Prior to coming to UF, she taught at the University of Maryland for five years and was a professor and coordinator of the public relations program at the University of Louisiana for 10 years, where she held a research professorship.

Kelly was also an elected member of Public Relations Society of American’s (PRSA) College of Fellows and member of the Arthur W. Page Society, an invitation-only, professional association made up of notable figures in some of the world’s largest, leading corporations and public relations agencies.

“She's kind of one of those people where you don't want to let them down,” Wilson said. “Her standards and her expectations were so high that every time I would go to meet with her, it's like, man, I don't want to let Kathleen down.”

Although she was extremely meticulous, especially with writing, she was a strong advocate and supporter to her students.

Weiting Tao, 34, assistant professor in strategic communication at the University of Miami, said she will never forget the support she felt as an international graduate student in Kelly’s public relations fundamentals class.

Tao holds onto a vivid memory of the day she ran into Kelly while rushing through Weimer Hall worried about her applications to a Ph.D. program.

“She asked me if, ‘Did you hear any good news?’ And I was like, ‘Oh, I'm still waiting.’ And she said, ‘Oh you'll be fine, I spent like five hours writing the recommendation letter and that’s never happened before.
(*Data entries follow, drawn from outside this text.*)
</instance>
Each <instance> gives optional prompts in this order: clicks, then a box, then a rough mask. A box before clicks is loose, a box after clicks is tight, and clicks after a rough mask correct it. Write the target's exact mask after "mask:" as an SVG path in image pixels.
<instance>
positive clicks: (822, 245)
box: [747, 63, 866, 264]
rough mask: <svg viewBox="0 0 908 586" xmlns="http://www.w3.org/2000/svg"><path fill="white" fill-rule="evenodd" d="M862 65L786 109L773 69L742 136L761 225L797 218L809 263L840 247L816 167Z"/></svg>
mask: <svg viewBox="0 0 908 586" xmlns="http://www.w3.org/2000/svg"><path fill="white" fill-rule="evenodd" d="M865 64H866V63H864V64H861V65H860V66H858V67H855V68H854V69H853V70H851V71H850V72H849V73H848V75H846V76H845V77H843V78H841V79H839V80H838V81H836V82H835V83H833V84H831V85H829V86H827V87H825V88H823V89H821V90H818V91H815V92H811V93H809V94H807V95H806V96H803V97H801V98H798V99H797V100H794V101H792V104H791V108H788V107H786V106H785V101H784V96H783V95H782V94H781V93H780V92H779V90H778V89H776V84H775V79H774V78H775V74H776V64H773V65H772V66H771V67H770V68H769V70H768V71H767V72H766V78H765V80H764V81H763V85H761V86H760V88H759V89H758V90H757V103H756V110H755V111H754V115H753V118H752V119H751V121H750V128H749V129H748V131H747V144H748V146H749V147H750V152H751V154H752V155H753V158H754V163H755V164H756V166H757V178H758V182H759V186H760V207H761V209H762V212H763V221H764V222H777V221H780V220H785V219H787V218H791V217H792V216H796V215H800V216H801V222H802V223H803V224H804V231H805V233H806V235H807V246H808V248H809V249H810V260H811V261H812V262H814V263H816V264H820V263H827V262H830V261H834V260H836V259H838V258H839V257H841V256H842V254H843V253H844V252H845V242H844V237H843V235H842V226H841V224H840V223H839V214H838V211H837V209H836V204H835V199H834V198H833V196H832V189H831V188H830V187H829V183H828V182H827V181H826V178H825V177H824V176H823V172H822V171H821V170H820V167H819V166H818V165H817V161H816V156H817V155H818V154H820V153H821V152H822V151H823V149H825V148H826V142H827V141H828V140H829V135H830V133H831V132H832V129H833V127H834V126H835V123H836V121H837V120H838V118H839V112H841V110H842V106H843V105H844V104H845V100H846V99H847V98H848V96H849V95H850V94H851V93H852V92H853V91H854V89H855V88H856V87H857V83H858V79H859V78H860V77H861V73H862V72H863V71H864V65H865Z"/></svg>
I usually spend that much time to write a book or anything but not a recommendation letter so you'll definitely get in,’” Tao said.

For Wilson, Kelly was not only his advisor when pursuing his Ph.D., but a friend to his family who had moved to Gainesville.

“She was as worried about our enjoyment of Gainesville, our kind of experience and our well-being as people, just as much as she was about my personal academic progress,” Wilson said. 

Kelly’s charismatic personality and passion was not only reflected in her work and teachings in the classroom, but also in her wardrobe. 

“Her style of clothing is still very memorable, even to this point,” Tao said. 

She often wore colorful monochrome outfits and accessories, and every year in the Spring for Mardi Gras, Waters said she would wear a large, brightly colored hat that resembled a Kentucky Derby or Sunday church hat.

“It's just such a thing that is so tied to her,” Waters said. “I have actually ordered one of those to hang up in my office in San Francisco by my UF diploma to honor her.”

Waters said he is currently working on a paper with a team of UF doctoral graduates for a research journal, and upon hearing of Kelly’s passing, they decided to dedicate their work to her.

“It was something that very shocked and saddened me, but it was empowering at the same time because we are going to honor her in that way,” Waters said.

Wilson said he has a number of pictures that rotate as his wallpaper on his computer, one of them being a picture of his family and Kelly on his graduation day.

“I've had it up for a while and now it pops up every couple of days, and it's just, it's sad to know she's gone, but at the same time, I feel really blessed that she was a part of our lives,” Wilson said.